Hoy, 30 de diciembre de 2020 

 Ha pasado un mes desde que la visité la vez pasada, hoy puedo verla de nuevo. Finalmente salió de su estado crítico, despertó, pero... sufrió una hemorragia cerebral tras vencer las infecciones que casi destruyen sus pulmones. El médico me explicó:  
—La paciente tuvo una hemorragia severa que le afectó los ganglios basales del hemisferio izquierdo. Ahora está en estado casi vegetativo: necesitará traqueotomía (respirar por un hueco en el cuello) por un tiempo indefinido, tal vez de por vida. La alimentación será parenteral (alimentarla por una manguera), aunque podría recuperar la capacidad de comer por si misma. El accidente vascular paralizó su lado derecho y dañó el habla. La recuperación requerirá terapia, paciencia y dedicación. En este momento el riesgo de muerte es bajo, pero lo que se viene en el camino es largo y muy complicado. 

 Mis súplicas para que despertara surtieron efecto, pero... La Clara que emergió de aquel sueño de dos meses no era «mi coneja loca» como cariñosamente le decía muchas veces. Era un fantasma con su rostro, el derrame cerebral que sufrió la convirtió en una criatura de mirada vidriosa que olvidó nuestros pactos de sangre y el sabor de sus lágrimas en mi boca. 
 

 Hoy, al final de este año negro, tengo sueños vívidos de cuando nos conocimos en el 2015, en esa sala de espera de un psiquiatra. Ella acababa de sobrevivir a una sobredosis de pastillas rojas; yo, a una noche de whisky y cuchillas. Esa noche, hicimos el amor como condenados: entre vendas, terrores nocturnos y promesas susurradas al borde del abismo.  

 Ahora, nuestras enfermedades han vuelto a ganar. Yo soy un adicto en recuperación que sueña con recaer; ella, un cuerpo frágil que olvidó cómo sostenerme.  

 Sé que en algún lugar de su cerebro dañado, la Clara verdadera aún grita por salir. Pero las sombras son más fuertes.  

  3 de diciembre de 2024 

  Hoy, el eco de Clara aún resuena en mi mente.  

 Cuatro años huyendo. La abandoné definitivamente tras aquella última visita en el fin de año del terror.
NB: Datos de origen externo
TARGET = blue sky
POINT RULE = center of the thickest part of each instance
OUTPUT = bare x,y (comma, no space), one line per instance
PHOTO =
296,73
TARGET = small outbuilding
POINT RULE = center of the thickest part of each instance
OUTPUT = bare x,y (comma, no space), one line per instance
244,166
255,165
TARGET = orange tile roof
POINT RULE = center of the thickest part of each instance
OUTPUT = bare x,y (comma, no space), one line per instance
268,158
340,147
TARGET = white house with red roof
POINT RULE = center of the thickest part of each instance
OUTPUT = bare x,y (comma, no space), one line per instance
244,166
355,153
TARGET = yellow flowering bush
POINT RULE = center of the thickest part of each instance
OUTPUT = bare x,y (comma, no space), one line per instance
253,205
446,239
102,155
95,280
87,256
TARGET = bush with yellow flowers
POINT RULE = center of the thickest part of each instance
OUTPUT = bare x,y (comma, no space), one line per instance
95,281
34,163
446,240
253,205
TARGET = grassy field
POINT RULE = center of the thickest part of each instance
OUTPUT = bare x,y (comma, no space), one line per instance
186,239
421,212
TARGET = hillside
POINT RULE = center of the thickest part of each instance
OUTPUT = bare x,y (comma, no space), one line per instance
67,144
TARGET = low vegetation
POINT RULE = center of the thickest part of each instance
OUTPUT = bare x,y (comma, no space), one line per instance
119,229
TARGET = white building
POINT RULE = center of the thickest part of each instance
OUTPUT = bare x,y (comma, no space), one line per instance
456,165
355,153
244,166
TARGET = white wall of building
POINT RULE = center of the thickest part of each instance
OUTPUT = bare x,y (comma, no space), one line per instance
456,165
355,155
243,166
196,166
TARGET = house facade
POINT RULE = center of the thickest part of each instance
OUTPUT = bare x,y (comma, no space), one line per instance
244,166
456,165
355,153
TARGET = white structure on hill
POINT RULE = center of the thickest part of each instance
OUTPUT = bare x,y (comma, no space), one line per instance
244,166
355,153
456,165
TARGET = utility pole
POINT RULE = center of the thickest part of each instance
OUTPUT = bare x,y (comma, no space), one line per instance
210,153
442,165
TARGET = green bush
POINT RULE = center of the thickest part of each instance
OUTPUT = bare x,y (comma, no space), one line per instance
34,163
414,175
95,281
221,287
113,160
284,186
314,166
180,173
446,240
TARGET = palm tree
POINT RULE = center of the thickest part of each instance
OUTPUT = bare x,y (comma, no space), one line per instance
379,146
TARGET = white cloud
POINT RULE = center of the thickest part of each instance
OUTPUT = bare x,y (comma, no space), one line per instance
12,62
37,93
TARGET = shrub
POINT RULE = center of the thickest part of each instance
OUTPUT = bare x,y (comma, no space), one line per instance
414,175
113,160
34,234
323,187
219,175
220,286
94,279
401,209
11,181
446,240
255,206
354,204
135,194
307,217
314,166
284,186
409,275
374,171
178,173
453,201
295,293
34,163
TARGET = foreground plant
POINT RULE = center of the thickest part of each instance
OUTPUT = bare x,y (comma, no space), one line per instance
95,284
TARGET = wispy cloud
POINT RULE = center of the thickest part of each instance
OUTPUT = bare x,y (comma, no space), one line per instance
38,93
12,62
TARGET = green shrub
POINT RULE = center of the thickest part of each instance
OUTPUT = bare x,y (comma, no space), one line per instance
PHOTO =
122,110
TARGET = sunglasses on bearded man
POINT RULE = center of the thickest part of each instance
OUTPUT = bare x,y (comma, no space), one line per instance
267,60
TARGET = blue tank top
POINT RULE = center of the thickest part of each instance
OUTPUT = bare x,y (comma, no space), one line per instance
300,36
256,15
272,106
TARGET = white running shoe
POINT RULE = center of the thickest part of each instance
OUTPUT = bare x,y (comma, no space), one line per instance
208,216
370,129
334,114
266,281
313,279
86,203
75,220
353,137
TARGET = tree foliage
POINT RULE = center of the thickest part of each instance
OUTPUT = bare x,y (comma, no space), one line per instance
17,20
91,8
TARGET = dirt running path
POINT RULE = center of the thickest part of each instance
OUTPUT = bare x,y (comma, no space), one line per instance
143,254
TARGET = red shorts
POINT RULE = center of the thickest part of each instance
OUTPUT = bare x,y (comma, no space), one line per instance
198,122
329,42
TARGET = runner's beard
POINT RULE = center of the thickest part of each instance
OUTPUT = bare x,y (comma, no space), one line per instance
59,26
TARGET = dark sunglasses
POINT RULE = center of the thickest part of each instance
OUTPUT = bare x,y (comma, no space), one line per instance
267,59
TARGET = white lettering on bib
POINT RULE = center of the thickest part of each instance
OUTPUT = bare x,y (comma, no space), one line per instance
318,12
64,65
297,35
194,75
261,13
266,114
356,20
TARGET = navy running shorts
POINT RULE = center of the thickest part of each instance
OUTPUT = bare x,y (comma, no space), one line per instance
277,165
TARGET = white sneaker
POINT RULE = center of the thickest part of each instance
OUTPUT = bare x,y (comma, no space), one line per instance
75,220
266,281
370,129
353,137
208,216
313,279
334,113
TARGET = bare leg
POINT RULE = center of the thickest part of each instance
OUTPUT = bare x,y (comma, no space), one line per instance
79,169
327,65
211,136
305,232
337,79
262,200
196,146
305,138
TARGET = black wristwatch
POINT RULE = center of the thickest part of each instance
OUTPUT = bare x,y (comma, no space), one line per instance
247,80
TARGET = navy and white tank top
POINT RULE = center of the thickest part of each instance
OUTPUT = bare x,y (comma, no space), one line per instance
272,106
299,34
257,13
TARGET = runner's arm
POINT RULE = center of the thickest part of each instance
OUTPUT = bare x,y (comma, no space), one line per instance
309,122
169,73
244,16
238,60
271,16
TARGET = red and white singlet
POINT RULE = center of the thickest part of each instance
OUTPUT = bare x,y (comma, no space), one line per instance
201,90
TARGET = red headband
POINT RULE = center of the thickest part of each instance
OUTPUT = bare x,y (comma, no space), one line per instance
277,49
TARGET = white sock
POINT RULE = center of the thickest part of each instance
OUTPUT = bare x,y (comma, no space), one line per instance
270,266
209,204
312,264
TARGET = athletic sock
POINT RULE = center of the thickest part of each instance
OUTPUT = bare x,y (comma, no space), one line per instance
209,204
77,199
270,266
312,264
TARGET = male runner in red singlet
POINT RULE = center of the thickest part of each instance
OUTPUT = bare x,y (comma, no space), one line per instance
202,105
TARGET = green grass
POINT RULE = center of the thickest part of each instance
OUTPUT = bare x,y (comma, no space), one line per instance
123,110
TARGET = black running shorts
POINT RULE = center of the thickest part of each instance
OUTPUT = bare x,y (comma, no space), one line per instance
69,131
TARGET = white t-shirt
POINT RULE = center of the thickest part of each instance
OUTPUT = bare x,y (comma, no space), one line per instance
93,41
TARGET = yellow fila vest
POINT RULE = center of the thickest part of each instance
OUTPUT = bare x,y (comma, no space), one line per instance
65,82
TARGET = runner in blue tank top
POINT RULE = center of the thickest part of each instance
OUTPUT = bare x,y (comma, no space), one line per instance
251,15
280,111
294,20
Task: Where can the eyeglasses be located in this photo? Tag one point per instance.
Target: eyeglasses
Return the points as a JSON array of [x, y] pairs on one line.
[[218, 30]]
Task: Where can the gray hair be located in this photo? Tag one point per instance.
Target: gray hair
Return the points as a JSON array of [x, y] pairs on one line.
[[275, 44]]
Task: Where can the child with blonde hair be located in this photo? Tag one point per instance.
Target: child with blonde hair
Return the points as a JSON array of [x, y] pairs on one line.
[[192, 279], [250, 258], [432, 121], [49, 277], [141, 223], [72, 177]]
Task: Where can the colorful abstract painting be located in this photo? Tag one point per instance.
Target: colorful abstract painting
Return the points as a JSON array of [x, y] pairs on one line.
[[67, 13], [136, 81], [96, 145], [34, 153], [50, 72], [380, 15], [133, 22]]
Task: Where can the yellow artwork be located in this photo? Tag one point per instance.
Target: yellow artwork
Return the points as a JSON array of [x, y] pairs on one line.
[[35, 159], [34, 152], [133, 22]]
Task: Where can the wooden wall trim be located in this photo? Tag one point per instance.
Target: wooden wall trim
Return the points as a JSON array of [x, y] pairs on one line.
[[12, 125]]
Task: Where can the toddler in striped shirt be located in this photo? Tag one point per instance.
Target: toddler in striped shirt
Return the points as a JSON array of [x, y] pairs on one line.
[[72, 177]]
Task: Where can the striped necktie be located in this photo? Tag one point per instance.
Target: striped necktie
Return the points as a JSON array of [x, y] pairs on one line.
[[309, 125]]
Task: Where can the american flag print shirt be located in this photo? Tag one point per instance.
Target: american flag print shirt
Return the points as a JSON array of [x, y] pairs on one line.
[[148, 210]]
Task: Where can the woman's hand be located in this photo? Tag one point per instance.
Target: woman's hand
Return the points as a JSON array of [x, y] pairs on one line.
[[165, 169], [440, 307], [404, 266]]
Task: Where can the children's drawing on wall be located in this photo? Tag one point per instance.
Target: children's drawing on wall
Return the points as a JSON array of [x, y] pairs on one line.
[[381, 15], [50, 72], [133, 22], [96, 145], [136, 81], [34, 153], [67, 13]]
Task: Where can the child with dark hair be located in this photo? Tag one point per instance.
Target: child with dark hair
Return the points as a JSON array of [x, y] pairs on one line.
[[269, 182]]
Mi cabeza dañada no pudo cargar con el peso de sacarla adelante, como sí pudo su familia. Yo, entre tanto, estaba en la quiebra: la pandemia había cerrado la constructora y me dejó sin trabajo.  

 Dejé Madrid y me escondí en Sevilla, en esta ciudad donde las farolas parecen ojos enfermos y la gente no hace preguntas. El tiempo aquí se descompone como un cadáver en la humedad. Las semanas se derriten en meses; los meses, en años. Todo se pudre mientras aguardo un juicio que nunca llega.  

 Ella ya no me recuerda. O eso me repito, para mi consuelo. ¿Qué es peor? ¿El olvido absoluto o la sombra de nuestro pasado atrapada en su cerebro marchito?  

 Hoy, mientras escribo esto, la luna llena cuelga sobre los tejados como un ojo ciego, vigilante y ajeno. En la radio suena "Noviembre sin ti", lloro, y la nostalgia me embriaga como un licor barato. Quizá debería tomar el teléfono, marcar su número y decirle que lo siento. Pero no lo haré. Porque en algún lugar de esta noche, el autobús ALSA sigue avanzando por la A-4. Y en cada bache, en cada curva, el traqueteo insiste: «Ya no hay vuelta atrás».